KOENIGSWINTER, Germany (AP) – Treasury Secretary Janet Yellen marked a “historic day” last summer when more than 100 countries agreed to a global tax deal, aimed at putting the world’s nations on an equal footing in attracting and keeping multinational corporations. President Joe Biden tweeted that the idea was “Diplomacy is reshaping our global economy and delivering to our people.”
But this week, when Yellen joined G7 finance ministers at meetings in Germany, she found herself insisting that the prospects for moving forward with the historic tax plan were “not hopeless”.

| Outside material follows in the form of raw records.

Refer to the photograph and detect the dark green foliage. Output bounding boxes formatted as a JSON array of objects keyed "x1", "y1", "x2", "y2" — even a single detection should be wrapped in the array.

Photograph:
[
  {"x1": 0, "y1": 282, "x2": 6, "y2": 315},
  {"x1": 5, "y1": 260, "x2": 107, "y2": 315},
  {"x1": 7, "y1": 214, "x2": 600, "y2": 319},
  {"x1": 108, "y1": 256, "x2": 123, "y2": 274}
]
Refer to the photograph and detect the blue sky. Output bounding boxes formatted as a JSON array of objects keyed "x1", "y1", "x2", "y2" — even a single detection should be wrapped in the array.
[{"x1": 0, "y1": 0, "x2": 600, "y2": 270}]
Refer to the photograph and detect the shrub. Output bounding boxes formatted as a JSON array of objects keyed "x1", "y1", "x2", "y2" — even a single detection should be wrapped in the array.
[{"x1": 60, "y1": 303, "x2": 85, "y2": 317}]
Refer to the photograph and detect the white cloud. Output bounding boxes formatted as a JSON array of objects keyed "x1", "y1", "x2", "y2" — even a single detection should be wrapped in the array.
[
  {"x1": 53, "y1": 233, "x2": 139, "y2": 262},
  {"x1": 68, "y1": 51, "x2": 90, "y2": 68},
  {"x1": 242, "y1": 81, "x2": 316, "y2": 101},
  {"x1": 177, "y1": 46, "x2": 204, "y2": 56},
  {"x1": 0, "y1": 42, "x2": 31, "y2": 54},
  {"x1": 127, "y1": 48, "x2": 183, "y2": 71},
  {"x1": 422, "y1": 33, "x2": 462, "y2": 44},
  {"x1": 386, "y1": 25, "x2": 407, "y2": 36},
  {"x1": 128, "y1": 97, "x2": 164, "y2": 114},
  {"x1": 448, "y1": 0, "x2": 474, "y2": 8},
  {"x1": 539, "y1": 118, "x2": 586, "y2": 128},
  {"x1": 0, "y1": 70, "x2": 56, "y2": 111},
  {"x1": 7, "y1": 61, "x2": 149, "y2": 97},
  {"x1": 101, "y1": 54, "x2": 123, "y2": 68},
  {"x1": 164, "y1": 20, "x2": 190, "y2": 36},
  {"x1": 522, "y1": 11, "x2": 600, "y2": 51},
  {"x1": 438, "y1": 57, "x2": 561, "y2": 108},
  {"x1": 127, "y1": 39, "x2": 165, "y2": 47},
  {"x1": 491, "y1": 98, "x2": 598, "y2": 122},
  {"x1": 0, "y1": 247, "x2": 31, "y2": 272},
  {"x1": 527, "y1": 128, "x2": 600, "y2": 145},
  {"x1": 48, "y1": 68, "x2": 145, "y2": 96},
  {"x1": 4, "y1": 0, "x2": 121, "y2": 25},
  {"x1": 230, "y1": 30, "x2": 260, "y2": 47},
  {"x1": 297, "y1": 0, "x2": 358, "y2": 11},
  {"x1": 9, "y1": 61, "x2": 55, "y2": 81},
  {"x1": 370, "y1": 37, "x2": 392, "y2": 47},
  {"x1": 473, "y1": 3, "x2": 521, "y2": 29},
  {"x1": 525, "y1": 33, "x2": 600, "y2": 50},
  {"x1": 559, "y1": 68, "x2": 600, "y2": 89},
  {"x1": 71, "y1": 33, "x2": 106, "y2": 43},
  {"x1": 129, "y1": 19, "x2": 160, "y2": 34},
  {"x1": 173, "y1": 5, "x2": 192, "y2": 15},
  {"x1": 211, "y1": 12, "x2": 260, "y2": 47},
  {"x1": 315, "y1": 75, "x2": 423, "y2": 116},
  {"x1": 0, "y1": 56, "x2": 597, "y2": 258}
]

The plan collides with new resistance abroad and old divisions at home (e) With new global concerns taking center stage.
The ongoing war in Ukraine, the growing threat of food insecurity, a crushing of inflation, and other urgency have taken the finance ministers’ attention away from putting the plan into action before the 2023 deadline. To add to the pressure, Poland bolstered its opposition by vetoing a meeting of union finance ministers. European in April in Brussels. And Republicans in Congress refuse, too.
The finance ministers of the Group of Seven major industrialized nations on Friday concluded their two-day meeting with a joint statement that highlighted the pledges of $19.8 billion in economic aid to Ukraine. It included only a brief reference to the idea of the tax, saying that ministers reiterated a “strong political commitment to the timely and effective implementation” of the plan to implement “the new rules globally”.
In general, the global minimum tax deal It is designed to subject large multinational corporations to a 15% tax rate wherever they operate. The deal also provides for taxing a portion of the profits of the world’s largest companies in countries where they do business online but may not have a physical presence.
It is supposed to stop the international race to the bottom for corporate taxation that has driven multinational corporations to cash in on countries with low tax rates. This enables them to avoid taxes and encourages states to lower prices to attract businesses.
The G7 website describes it as a “real revolution in international tax law”. French Finance Minister Bruno Le Maire called it “the most important international tax treaty in a century”.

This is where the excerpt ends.